Richard Berman, the political consultant called Dr. Evil for his below-the-belt tactics, told energy executives in June that they needed to play dirty to expand areas where they can drill for oil, The New York Times reported Thursday.
Berman, trying to sell a $3 million, pro-drilling campaign to the executives in June, told them that they needed to exploit human fear, love, anger, greed and sympathy to win public support, according to a recording of his remarks provided to the Times.
“If you can tap into two of them, you are that much better off,” Berman told the executives. “The two that resonate the most with people, and that we’re trying to use in this particular campaign, are fear and anger.”
Berman and a colleague suggested digging up embarrassing information on opponents, then framing them as hypocritical. A successful campaign, Berman said, can include reframing the issue for the public and diminishing the “moral authority” of opponents.
Berman told the executives they wouldn’t have to worry about being exposed for funding a nasty campaign.
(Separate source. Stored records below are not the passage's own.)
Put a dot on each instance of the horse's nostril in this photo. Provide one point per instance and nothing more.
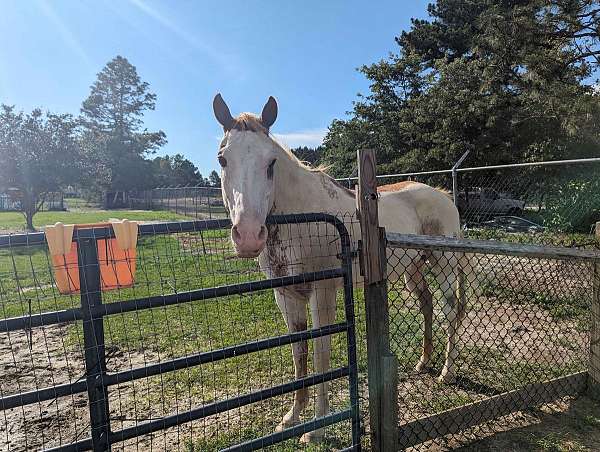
(262, 235)
(235, 234)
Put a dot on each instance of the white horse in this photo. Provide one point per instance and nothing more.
(260, 177)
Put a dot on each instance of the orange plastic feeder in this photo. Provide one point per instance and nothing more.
(116, 256)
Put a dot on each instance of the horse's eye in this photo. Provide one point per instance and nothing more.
(270, 169)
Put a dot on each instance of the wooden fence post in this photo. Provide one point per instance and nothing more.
(382, 364)
(594, 371)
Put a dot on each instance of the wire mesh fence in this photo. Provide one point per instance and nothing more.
(195, 202)
(484, 332)
(194, 356)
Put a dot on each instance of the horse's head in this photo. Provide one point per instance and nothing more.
(247, 157)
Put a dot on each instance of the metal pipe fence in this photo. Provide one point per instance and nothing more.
(193, 356)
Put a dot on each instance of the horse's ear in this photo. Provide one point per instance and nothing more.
(269, 113)
(222, 112)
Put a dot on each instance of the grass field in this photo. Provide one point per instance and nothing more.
(516, 334)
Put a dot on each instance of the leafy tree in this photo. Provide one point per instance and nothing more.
(507, 80)
(114, 135)
(214, 179)
(39, 154)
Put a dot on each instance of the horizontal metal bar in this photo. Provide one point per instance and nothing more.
(224, 353)
(422, 242)
(120, 307)
(274, 438)
(386, 176)
(41, 395)
(84, 444)
(17, 240)
(226, 405)
(523, 165)
(481, 168)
“We run all this stuff through nonprofit organizations that are insulated from having to disclose donors. There is total anonymity,” Berman said. “People don’t know who supports us. We’ve been doing this for 20-something years in this regard.”
Berman was able to provide that kind of secrecy to beverage companies that funded the American Beverage Institute, which he started in 1991. The group lobbied against tougher restrictions on drunk driving, but didn’t have to disclose donors, which included Coca-Cola North America, because it was a 501c6 organization. Berman also headed the Center for Union Facts, which led a $10 million anti-union campaign without disclosing donors.
Berman used his anti-union campaign as an example to show the importance of thinking offensively.
“I get up every morning and I try to figure out how to screw with the labor unions -- that’s my offense,” he said.
Berman told the executives a successful campaign against environmentalists should be prepared to get nasty.
“In diminishing moral authority, sometimes in this case you have to be tougher because you are going after someone that’s got a crown on their head,” he said. “If you ... were going to attack Mother Teresa, you better have a very unusual campaign.
“So hardball is something that I’m a big fan of, applied appropriately.”